Quando juntava coragem para ir a festas, ficava num canto, calada, sem dançar. Comer em público era outro problema: tinha medo de que as mãos tremessem ao segurar os talheres. Na época do vestibular, fiz dos estudos uma válvula de escape. Cortei de vez festas, idas ao cinema, reuniões. Praticamente anulei minha vida social.

Eu queria ser igual às outras pessoas, mas não conseguia. Eu me achava a única no mundo assim e guardava esse segredo a sete chaves.

Há cerca de seis anos, procurei ajuda médica e fui diagnosticada como fóbica social. O tratamento com medicamentos e sessões de psicoterapia durou cinco anos. No começo do ano passado, achei que estava pronta para largar ambos.

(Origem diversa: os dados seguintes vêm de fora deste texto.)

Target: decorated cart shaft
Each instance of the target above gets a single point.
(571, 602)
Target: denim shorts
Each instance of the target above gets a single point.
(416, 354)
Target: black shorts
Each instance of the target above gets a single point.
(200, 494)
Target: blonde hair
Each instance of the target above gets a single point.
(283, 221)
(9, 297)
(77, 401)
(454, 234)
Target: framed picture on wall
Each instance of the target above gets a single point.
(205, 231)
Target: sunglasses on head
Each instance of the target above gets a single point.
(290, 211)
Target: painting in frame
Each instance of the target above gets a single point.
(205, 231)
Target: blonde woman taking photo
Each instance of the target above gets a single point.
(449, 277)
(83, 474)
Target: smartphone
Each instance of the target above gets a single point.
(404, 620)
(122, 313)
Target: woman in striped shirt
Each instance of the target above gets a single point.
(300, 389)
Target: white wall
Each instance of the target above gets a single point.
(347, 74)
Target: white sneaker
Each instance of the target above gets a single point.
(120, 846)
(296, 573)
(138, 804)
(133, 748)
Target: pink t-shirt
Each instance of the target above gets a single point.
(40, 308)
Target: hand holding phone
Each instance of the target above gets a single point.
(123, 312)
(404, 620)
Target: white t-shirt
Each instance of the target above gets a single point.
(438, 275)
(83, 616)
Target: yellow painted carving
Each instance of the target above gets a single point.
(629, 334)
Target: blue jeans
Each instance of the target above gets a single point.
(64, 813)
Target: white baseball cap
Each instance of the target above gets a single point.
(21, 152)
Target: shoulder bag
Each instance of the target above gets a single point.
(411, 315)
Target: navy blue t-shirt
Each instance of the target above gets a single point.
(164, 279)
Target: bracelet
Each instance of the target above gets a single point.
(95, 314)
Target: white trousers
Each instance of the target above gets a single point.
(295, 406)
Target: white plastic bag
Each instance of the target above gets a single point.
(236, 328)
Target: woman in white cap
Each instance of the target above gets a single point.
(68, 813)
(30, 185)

A fobia social nunca atrapalhou minha carreira profissional, mas prejudicou muito minha vida social e afetiva. Desisti de muitos pretendentes, deixei de viver e de fazer muita coisa. Sofri calada por muitos anos."



Temores do fóbico social

Falar em público
Assinar o nome na frente de outros
Ir a festas ou reuniões
Comer na presença de estranhos
Trabalhar como parte de uma equipe
Entrar em salas nas quais todos já estejam sentados
Para os homens, urinar em banheiros públicos
Olhar diretamente nos olhos de estranhos
Ser o centro das atenções
Paquerar
Reações do corpo

Alteração do sono e do apetite
Dificuldade de concentração
Suor excessivo
Tremor das mãos
Taquicardia (aceleração dos batimentos cardíacos)
Ruborização (ficar "vermelho" de vergonha)
Diarréia
Sensação de desmaio
Aperto no tórax
Palpitação
Dor de cabeça
Inquietação


Alcoolismo e depressão
Entre os fóbicos sociais, cerca de 40% passam por depressão em alguma época da vida – desses, 15% tentam o suicídio. Para o psiquiatra clínico, não é fácil distinguir a depressão da fobia social, porque a ansiedade é comum em pessoas com depressão, ao mesmo tempo em que os sintomas depressivos também são comuns na fobia social.

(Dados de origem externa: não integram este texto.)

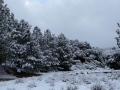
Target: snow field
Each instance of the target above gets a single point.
(71, 80)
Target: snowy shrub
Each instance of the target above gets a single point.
(98, 87)
(72, 88)
(86, 79)
(111, 86)
(51, 89)
(32, 85)
(52, 84)
(19, 81)
(62, 88)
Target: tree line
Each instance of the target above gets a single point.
(36, 51)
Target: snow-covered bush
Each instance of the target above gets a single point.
(72, 88)
(11, 89)
(19, 81)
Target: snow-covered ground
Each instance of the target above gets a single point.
(70, 80)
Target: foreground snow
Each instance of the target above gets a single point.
(76, 80)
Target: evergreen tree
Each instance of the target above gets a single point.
(65, 53)
(4, 31)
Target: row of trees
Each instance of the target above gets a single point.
(37, 51)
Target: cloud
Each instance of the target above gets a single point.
(94, 21)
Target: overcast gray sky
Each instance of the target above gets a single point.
(94, 21)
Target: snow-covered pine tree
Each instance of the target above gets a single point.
(64, 53)
(20, 38)
(118, 38)
(4, 31)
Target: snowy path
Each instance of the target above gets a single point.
(79, 80)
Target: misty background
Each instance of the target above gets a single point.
(86, 20)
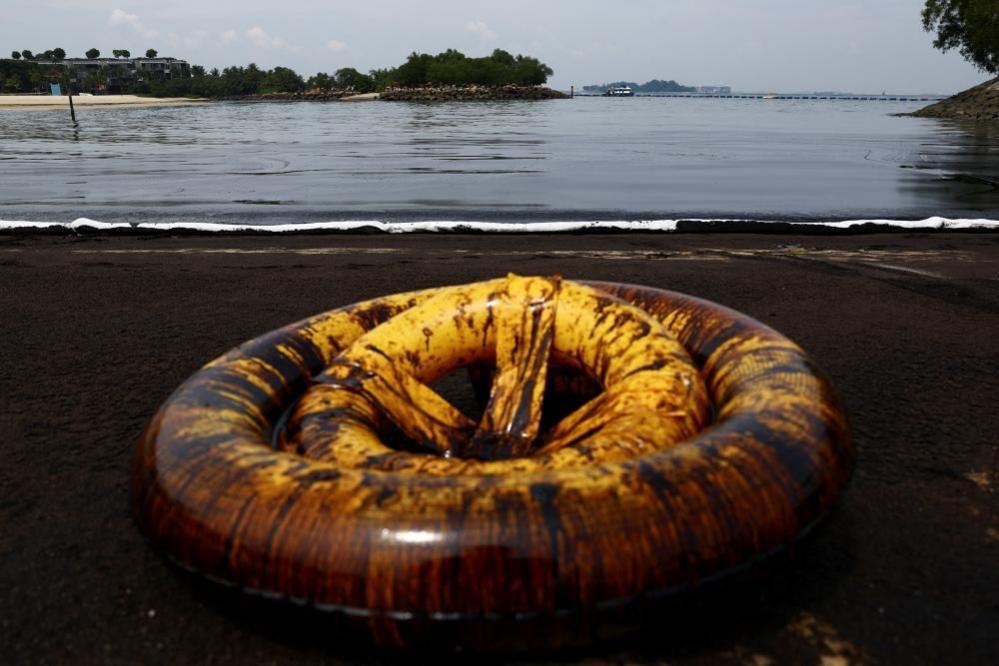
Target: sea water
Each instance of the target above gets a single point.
(641, 163)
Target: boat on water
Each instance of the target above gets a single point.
(624, 91)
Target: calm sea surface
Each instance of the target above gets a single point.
(584, 159)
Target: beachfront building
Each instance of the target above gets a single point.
(715, 90)
(110, 73)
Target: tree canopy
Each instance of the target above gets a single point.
(454, 68)
(970, 26)
(421, 69)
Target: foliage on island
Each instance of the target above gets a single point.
(970, 26)
(653, 86)
(450, 68)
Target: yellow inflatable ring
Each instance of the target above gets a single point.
(492, 541)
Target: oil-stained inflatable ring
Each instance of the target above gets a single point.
(489, 560)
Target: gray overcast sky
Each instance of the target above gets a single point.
(781, 45)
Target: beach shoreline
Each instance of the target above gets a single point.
(103, 328)
(53, 102)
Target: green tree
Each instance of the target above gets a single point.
(970, 26)
(348, 77)
(281, 79)
(320, 80)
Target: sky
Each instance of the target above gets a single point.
(751, 45)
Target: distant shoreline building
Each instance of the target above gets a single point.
(121, 68)
(715, 90)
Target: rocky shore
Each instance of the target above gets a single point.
(470, 93)
(978, 103)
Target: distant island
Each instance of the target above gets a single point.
(652, 86)
(444, 76)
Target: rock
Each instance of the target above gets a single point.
(978, 103)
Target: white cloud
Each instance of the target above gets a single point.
(481, 29)
(122, 18)
(259, 37)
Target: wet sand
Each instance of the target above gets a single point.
(48, 101)
(99, 330)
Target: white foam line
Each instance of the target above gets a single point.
(940, 223)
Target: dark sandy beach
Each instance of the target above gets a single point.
(97, 331)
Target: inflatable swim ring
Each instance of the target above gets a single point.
(692, 442)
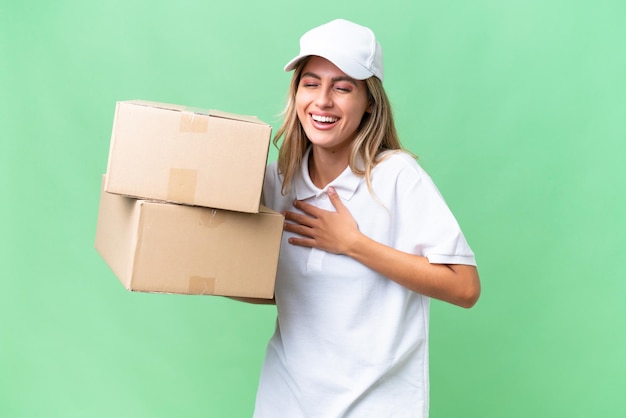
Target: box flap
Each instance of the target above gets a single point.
(208, 112)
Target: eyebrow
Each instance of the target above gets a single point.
(334, 79)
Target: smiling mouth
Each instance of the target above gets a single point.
(324, 119)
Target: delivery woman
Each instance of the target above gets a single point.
(368, 240)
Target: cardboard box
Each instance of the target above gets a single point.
(186, 155)
(156, 246)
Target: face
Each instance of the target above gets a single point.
(330, 105)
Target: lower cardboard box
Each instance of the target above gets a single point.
(169, 248)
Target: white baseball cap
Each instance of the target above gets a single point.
(352, 48)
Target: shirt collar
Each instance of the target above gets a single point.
(345, 184)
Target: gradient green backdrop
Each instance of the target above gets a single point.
(516, 108)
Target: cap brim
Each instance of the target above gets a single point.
(349, 67)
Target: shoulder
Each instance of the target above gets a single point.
(398, 163)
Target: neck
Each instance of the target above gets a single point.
(325, 166)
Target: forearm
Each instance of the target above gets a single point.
(456, 284)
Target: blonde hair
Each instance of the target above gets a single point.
(376, 133)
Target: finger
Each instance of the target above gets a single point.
(299, 218)
(298, 229)
(335, 199)
(307, 208)
(302, 242)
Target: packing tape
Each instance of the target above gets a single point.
(210, 218)
(182, 185)
(201, 285)
(194, 122)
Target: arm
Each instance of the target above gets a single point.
(337, 232)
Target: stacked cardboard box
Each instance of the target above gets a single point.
(180, 203)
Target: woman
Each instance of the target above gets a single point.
(367, 241)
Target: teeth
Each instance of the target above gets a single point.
(325, 119)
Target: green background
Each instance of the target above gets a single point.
(516, 108)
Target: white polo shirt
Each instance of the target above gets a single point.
(350, 342)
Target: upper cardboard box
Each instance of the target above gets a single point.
(187, 155)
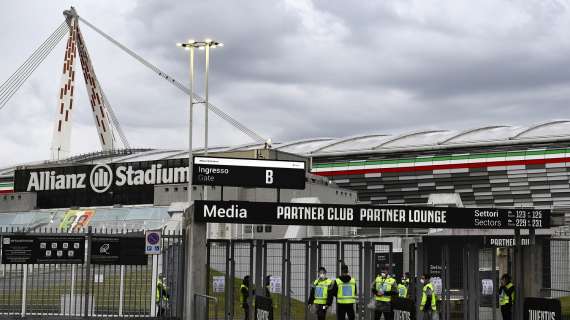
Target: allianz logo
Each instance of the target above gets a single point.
(102, 177)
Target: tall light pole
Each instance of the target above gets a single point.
(191, 45)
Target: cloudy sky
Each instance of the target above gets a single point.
(294, 69)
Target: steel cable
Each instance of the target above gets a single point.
(252, 134)
(11, 86)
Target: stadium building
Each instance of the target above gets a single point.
(492, 166)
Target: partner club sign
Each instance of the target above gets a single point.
(100, 184)
(245, 212)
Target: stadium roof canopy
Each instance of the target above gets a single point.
(552, 131)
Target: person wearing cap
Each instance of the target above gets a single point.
(428, 304)
(267, 286)
(383, 289)
(403, 288)
(506, 297)
(320, 296)
(161, 295)
(243, 296)
(344, 289)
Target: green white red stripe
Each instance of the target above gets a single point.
(456, 161)
(6, 187)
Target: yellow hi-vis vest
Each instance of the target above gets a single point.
(346, 293)
(160, 287)
(384, 285)
(428, 293)
(321, 290)
(243, 299)
(402, 291)
(507, 295)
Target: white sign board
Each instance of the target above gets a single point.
(219, 284)
(152, 242)
(275, 284)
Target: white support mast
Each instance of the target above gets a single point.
(62, 132)
(98, 107)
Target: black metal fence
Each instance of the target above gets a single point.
(289, 267)
(93, 291)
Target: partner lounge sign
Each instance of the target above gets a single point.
(245, 212)
(99, 184)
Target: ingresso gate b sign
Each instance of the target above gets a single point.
(368, 215)
(248, 173)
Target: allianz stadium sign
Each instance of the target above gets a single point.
(100, 184)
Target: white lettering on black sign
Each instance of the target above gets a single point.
(541, 315)
(262, 315)
(353, 215)
(102, 177)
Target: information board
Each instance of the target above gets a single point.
(404, 309)
(18, 249)
(263, 308)
(117, 250)
(248, 173)
(541, 309)
(245, 212)
(505, 241)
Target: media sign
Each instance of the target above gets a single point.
(244, 212)
(248, 173)
(404, 309)
(42, 250)
(101, 184)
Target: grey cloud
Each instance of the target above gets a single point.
(298, 69)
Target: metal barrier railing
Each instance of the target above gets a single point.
(207, 299)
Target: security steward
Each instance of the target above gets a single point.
(384, 288)
(243, 295)
(344, 289)
(403, 285)
(320, 296)
(506, 297)
(428, 304)
(161, 295)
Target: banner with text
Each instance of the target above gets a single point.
(245, 212)
(248, 173)
(542, 309)
(404, 309)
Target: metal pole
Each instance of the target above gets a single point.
(24, 289)
(190, 273)
(206, 71)
(122, 291)
(153, 285)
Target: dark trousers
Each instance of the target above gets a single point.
(388, 315)
(321, 312)
(161, 311)
(343, 310)
(507, 312)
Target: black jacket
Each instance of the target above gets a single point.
(312, 296)
(334, 288)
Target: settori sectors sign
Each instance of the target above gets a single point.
(248, 173)
(368, 215)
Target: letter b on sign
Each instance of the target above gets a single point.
(268, 176)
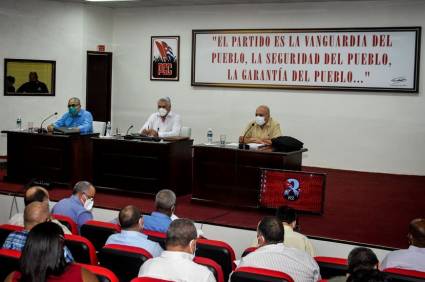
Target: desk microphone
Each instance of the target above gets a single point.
(130, 127)
(242, 144)
(40, 130)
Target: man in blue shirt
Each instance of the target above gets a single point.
(78, 207)
(160, 219)
(75, 118)
(131, 222)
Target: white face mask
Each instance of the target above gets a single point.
(260, 120)
(162, 112)
(88, 204)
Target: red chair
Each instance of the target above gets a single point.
(398, 274)
(149, 279)
(155, 236)
(254, 274)
(81, 249)
(124, 261)
(213, 266)
(6, 229)
(102, 274)
(9, 261)
(219, 251)
(331, 267)
(249, 250)
(68, 222)
(98, 232)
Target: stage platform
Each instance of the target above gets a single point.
(368, 208)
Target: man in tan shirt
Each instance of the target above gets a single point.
(262, 129)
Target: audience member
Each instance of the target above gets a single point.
(163, 123)
(289, 218)
(35, 194)
(412, 258)
(43, 258)
(160, 219)
(35, 213)
(273, 255)
(176, 263)
(78, 207)
(131, 222)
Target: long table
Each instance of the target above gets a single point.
(231, 176)
(61, 159)
(143, 167)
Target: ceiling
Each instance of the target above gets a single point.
(167, 3)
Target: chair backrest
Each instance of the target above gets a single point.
(185, 131)
(155, 236)
(68, 222)
(99, 127)
(124, 261)
(9, 261)
(398, 274)
(219, 251)
(6, 229)
(149, 279)
(331, 267)
(102, 274)
(98, 232)
(249, 250)
(212, 266)
(81, 249)
(254, 274)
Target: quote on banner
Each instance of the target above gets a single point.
(380, 59)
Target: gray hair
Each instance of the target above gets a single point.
(81, 186)
(165, 199)
(180, 232)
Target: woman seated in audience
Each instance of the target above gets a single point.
(43, 258)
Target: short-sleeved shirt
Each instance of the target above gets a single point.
(83, 120)
(268, 131)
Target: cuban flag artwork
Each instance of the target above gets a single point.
(165, 58)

A diferença é que pacientes com depressão restringem suas atividades sociais por causa da perda de interesse, de prazer ou de disposição. Com os fóbicos sociais, isso ocorre por causa da ansiedade gerada pelo temor de enfrentar as situações públicas.

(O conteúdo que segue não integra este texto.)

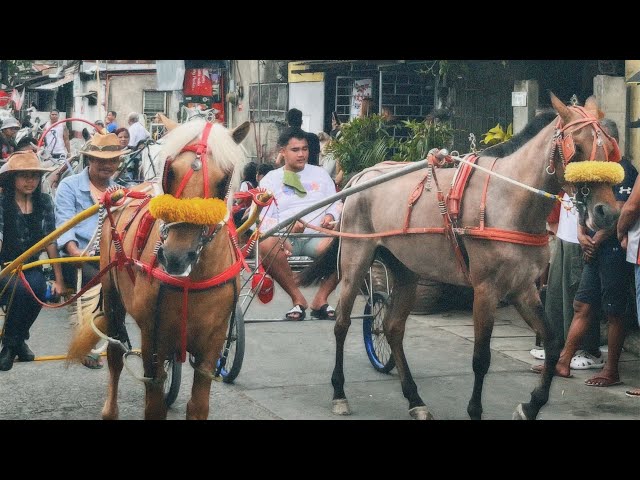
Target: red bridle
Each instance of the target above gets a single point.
(563, 138)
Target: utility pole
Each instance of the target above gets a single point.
(4, 72)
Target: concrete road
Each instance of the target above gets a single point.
(287, 369)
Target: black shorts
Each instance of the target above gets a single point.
(605, 280)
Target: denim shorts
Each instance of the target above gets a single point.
(605, 282)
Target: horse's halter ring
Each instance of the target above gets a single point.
(208, 232)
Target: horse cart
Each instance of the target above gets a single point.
(494, 241)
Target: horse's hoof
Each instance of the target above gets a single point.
(341, 407)
(519, 414)
(420, 413)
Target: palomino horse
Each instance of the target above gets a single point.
(501, 244)
(186, 304)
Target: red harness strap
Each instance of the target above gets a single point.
(454, 198)
(186, 285)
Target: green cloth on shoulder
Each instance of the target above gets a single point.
(292, 179)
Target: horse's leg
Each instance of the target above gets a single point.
(115, 314)
(485, 301)
(198, 404)
(530, 307)
(351, 277)
(402, 300)
(153, 357)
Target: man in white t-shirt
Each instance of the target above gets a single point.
(296, 186)
(565, 272)
(629, 236)
(137, 132)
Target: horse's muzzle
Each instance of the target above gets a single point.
(604, 217)
(178, 264)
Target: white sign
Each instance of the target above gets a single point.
(361, 89)
(518, 99)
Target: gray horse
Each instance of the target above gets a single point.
(502, 265)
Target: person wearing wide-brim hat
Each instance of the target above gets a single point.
(26, 217)
(75, 194)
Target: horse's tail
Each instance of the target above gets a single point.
(323, 266)
(85, 338)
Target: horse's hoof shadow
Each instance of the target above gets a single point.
(420, 413)
(341, 407)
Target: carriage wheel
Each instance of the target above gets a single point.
(375, 342)
(233, 349)
(173, 367)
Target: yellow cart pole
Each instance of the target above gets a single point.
(117, 195)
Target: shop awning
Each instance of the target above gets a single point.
(56, 84)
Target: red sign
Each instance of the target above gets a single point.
(5, 97)
(197, 81)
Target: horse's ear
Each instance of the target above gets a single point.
(591, 106)
(240, 132)
(167, 122)
(561, 108)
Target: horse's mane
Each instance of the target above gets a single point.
(227, 155)
(530, 130)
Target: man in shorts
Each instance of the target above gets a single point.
(296, 186)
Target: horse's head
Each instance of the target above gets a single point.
(202, 161)
(585, 155)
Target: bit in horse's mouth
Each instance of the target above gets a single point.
(186, 272)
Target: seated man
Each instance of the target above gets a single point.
(296, 186)
(75, 194)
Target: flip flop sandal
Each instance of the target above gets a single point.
(296, 314)
(325, 312)
(540, 368)
(584, 361)
(601, 382)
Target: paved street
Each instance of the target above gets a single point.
(287, 368)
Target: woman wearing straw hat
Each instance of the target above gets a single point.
(75, 194)
(26, 216)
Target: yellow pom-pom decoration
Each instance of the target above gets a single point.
(199, 211)
(594, 172)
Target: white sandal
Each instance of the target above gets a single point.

A depressão do fóbico ode vir da "síndrome geral de desmoralização", decorrente das limitações que o transtorno impõe à vida dos portadores. "O paciente fóbico tem em geral baixa auto-estima, bem como uma percepção distorcida de suas qualidades e de seus defeitos, com tendência a minimizar as primeiras e exagerar os últimos", explica Nardi.

O alcoolismo é outro problema, que atinge cerca de 15% dos pacientes. Isso acontece porque o álcool tem a capacidade de diminuir a ansiedade. Além disso, parte dos fóbicos também acaba ingerindo tranqüilizantes para diminuir a ansiedade, sem orientação médica — o que também causa dependência em muitos casos.